For an application that I’m building I am developing a compiler, and the first part of that is writing a Lexer to convert characters into tokens. A fundamental part of this is to classify characters (ASCII, UTF-8, etc) into character classes in an efficient manner so that they can be lexed appropriately. Doing some research and thinking about this provided me with three methods of classifying characters, but this made me curious and I had questions I wanted the answers to.

This was originally meant to be a single article describing my investigation but as I was writing it I started to have more questions and found more things to investigate. At this point I realised that there was too much to say about each method and so I split it up into a series of articles. This article introduces the project, the next few articles describe the the methods, and a final article discusses the results and hopefully answers the questions.

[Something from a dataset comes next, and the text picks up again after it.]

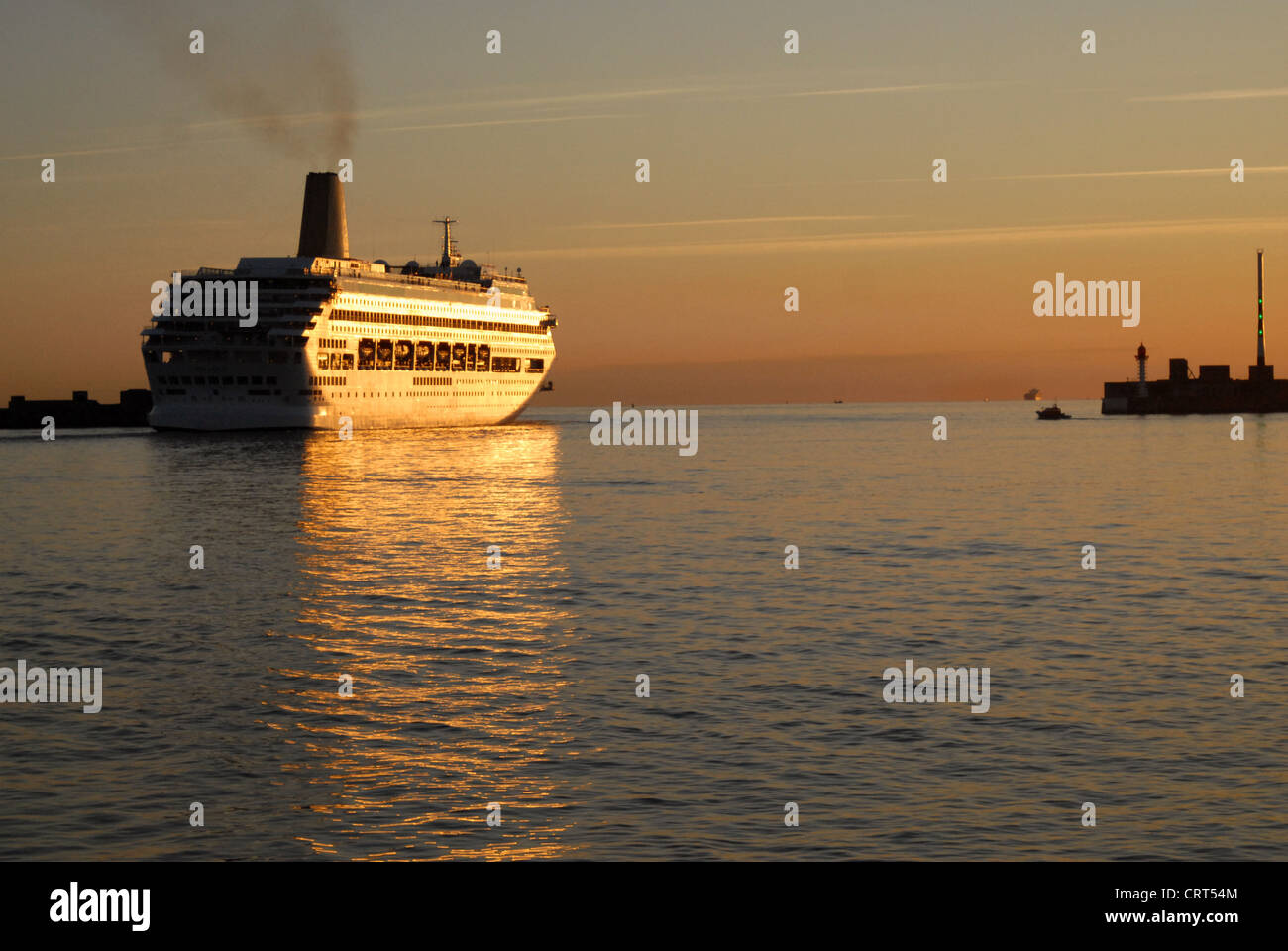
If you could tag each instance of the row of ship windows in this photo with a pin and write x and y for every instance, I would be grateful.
(415, 321)
(424, 355)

Introduction (this article)
Classifying Characters with Simple Functions
Classifying Characters with Bit Masks
Classifying Characters with Table Lookup
Analysis and Results

I also want to give a mention to the article by Daniel Lemire which made me want to revisit this topic and write my findings in article form, as I was thinking that this would be too simple and basic a topic.

Methods

During my research I identified three basic methods of classification:

Simple functions using logical operators.
Bitmask lookup table for each classification.
Combined lookup table for all classifications.

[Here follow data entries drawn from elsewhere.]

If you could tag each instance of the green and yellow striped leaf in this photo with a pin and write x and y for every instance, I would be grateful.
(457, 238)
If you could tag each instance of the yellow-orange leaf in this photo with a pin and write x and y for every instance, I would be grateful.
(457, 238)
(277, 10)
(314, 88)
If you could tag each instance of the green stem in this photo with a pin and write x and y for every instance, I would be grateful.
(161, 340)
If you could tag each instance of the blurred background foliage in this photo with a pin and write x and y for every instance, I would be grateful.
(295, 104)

All of these have been implemented in places in various forms, from writing the simple functions yourself, to using table based lookup in Clang, and various forms of bit mask lookups.

Questions

Given these options I was curious about how well they performed and had several questions I wanted answers to.

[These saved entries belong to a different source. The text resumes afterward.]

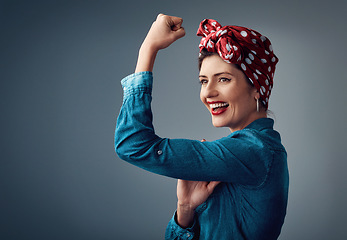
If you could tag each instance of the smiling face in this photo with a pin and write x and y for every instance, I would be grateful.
(226, 93)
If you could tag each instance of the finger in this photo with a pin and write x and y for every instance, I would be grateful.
(176, 22)
(179, 33)
(211, 186)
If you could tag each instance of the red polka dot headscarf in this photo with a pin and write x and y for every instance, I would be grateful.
(244, 47)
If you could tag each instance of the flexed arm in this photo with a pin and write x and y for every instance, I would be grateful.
(164, 31)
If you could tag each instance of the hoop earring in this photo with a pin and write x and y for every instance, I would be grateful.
(257, 104)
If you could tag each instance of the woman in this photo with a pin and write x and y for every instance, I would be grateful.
(247, 170)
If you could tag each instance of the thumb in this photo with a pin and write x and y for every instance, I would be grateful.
(175, 23)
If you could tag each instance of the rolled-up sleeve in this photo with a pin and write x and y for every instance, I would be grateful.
(175, 232)
(236, 158)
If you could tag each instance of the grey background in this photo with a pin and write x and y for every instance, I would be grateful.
(61, 66)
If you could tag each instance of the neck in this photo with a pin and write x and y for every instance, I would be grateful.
(254, 116)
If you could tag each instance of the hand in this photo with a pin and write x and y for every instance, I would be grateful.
(193, 193)
(190, 195)
(164, 31)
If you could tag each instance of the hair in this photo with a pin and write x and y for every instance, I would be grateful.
(204, 54)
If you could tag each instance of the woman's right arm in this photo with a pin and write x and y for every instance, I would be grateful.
(229, 159)
(164, 31)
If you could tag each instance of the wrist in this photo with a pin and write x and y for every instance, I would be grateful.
(185, 215)
(146, 58)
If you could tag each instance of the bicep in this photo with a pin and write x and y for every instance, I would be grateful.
(228, 160)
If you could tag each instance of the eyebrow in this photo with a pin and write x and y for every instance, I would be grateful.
(217, 74)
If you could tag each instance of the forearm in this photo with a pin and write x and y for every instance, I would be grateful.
(146, 58)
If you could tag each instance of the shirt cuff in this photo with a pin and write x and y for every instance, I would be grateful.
(182, 233)
(137, 82)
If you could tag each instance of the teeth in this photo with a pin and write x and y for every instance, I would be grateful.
(215, 105)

First and most importantly, which method was the fastest and most efficient in classifying characters?
What were the costs and trade-offs in each method?
What kind of optimisations would different compilers apply to each method?

While researching the answers to these questions I also thought of more questions:

What is the optimal trade-off between memory used for lookup tables versus code complexity?
Would it be possible to write simple compile time code to generate lookup tables?
Is it worth the extra code complexity to implement specific micro-optimisations in code?

Testing

The first and simplest way to evaluate these was to use Compiler Explorer to see what assembly instructions were generated for each method by each compiler. While this wouldn’t tell us which method is fastest it would be able to show which methods end up equivalent and which optimisations in C++ actually matter and which don’t. We would also be able to see how each compiler generates code and what the differences (if any) between them are.

The next way to evaluate each method would be with a micro-benchmark. This should tell us something about the relative performance of each method, in isolation from the rest of the system. The trick here is to write the test well enough that you’re testing the actual code and not just training the branch predictor of the processor.

The last way to evaluate each method would be to integrate it with a simple lexer so we can see how well each method performs within a larger system and how it gets integrated at the assembly level. With this we can also feed it a larger data set than a micro-benchmark so any differences can be more easily observed.

Environments

Windows 10 Pro 22H2
Ubuntu 22.04 LTS (WSL2)
Compiler Explorer

Compilers

Microsoft C/C++ Compiler 19.37
Clang 17
GCC 13.2